Zeichnungen, Unterlagen wie z.B. Projektpläne, Fundamentpläne, Spezifikationen und ähnliches sowie Entwürfe dürfen vom Empfänger irgendwelchen dritten Personen nicht bekanntgegeben werden. Zuwiderhandlungen verpflichten zum vollen Schadenersatz. Mit Angeboten übersandte Zeichnungen oder Unterlagen sind vom Empfänger unaufgefordert zurückzugeben, wenn kein Auftrag zustande kommt.

§ 11 Haftungsbeschränkung

Schadensersatzansprüche aus positiver Forderungsverletzung, aus Verschulden bei Vertragsschluß und aus unerlaubter Handlung sind sowohl gegen den Verkäufer als auch gegen dessen Erfüllungs- bzw. Verrichtungsgehilfen ausgeschlossen, soweit nicht vorsätzliches oder grob fahrlässiges Handeln vorliegt. Dies gilt auch für Schadensersatzansprüche wegen Nichterfüllung, allerdings nur insoweit, als der Ersatz von mittelbaren oder Mangelfolgeschäden verlangt wird, es sei denn, die Haftung beruht auf einer Zusicherung, die den Käufer gegen das Risiko von solchen Schäden absichern soll. Jede Haftung ist auf den bei Vertragsschluß vorhersehbaren Schaden begrenzt.

§ 12 Montagearbeiten

Die Montage erfolgt – sofern eine solche vereinbart ist – auf Kosten und Regie des Bestellers. Als Grundlage für Montageverträge gelten unsere separaten Montagebedingungen. Fällt ein Monteur wegen Krankheit oder höherer Gewalt unvorhergesehen aus, kann ein „nahtloser Ersatz“ nicht gewährleistet werden.
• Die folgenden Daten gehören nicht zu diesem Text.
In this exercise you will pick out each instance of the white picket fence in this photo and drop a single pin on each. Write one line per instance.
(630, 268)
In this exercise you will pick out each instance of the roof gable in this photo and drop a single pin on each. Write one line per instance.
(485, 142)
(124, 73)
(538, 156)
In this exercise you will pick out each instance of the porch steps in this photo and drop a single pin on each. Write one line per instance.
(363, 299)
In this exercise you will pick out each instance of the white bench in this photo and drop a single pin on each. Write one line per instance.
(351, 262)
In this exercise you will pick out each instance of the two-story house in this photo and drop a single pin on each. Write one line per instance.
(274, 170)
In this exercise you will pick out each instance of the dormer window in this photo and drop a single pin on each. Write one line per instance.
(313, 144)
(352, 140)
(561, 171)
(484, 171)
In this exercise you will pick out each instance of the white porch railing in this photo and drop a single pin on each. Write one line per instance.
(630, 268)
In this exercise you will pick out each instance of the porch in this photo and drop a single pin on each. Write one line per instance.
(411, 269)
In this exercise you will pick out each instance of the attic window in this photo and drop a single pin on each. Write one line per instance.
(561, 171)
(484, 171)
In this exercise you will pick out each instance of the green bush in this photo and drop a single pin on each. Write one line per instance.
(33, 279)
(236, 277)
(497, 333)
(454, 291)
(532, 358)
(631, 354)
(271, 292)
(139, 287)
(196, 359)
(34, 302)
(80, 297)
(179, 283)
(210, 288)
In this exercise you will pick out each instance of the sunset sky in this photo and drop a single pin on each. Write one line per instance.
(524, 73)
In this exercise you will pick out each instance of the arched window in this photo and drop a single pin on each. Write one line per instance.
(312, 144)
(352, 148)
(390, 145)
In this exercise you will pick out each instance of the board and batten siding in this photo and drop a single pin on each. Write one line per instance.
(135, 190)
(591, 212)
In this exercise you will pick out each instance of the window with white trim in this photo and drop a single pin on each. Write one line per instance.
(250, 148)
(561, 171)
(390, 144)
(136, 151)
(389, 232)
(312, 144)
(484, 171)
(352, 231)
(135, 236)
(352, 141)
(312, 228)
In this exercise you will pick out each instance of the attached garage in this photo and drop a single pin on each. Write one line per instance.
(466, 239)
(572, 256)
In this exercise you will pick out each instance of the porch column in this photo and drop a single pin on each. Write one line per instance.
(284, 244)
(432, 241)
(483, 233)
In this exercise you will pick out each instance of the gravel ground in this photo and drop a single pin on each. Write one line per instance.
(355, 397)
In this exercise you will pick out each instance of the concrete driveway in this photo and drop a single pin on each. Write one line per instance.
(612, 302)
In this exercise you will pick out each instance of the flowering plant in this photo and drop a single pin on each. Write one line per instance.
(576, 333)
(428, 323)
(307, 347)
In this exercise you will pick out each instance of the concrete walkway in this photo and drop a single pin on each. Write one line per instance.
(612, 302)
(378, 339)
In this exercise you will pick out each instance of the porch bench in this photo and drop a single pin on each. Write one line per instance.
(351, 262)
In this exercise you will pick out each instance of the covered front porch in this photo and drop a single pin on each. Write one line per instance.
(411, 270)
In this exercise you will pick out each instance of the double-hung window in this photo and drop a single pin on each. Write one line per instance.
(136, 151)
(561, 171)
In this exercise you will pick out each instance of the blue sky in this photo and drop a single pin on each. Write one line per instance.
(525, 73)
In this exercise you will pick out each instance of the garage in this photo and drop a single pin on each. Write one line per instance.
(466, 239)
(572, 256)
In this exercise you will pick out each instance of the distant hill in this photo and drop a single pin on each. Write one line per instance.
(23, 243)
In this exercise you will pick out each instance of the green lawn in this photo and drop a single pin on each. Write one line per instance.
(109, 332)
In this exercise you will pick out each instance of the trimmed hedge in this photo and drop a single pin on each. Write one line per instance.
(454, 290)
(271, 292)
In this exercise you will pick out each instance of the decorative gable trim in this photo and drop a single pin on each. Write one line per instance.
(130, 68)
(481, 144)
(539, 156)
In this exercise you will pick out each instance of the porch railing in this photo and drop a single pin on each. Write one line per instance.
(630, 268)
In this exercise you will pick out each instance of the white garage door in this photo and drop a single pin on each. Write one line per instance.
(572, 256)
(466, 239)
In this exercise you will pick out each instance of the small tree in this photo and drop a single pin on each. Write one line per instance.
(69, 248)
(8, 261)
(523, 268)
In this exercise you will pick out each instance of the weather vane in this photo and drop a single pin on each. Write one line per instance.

§ 13 Anwendbares Recht, Gerichtsstand, Teilnichtigkeit

Beide Parteien erkennen für die Auslegung dieses Vertrages und in Bezug auf Streitigkeiten aus diesem Vertrag sowie aus Verträgen, die mit diesem Vertrag in Zusammenhang stehen, das Deutsche Recht an, und zwar das Deutsche Prozessrecht und das Deutsche materielle Recht, insbesondere BGB, HGB und das Gesetz über den internationalen Kauf beweglicher Sachen, soweit die vorliegenden Bedingungen nichts abweichendes bestimmen. Sollte eine Bestimmung in diesen Geschäftsbedingungen oder eine Bestimmung im Rahmen sonstiger Vereinbarungen unwirksam sein oder werden, so wird hiervon die Wirksamkeit aller sonstigen Bestimmungen oder Vereinbarungen nicht berührt. Gerichtsstand für beide Teile ist Rockenhausen.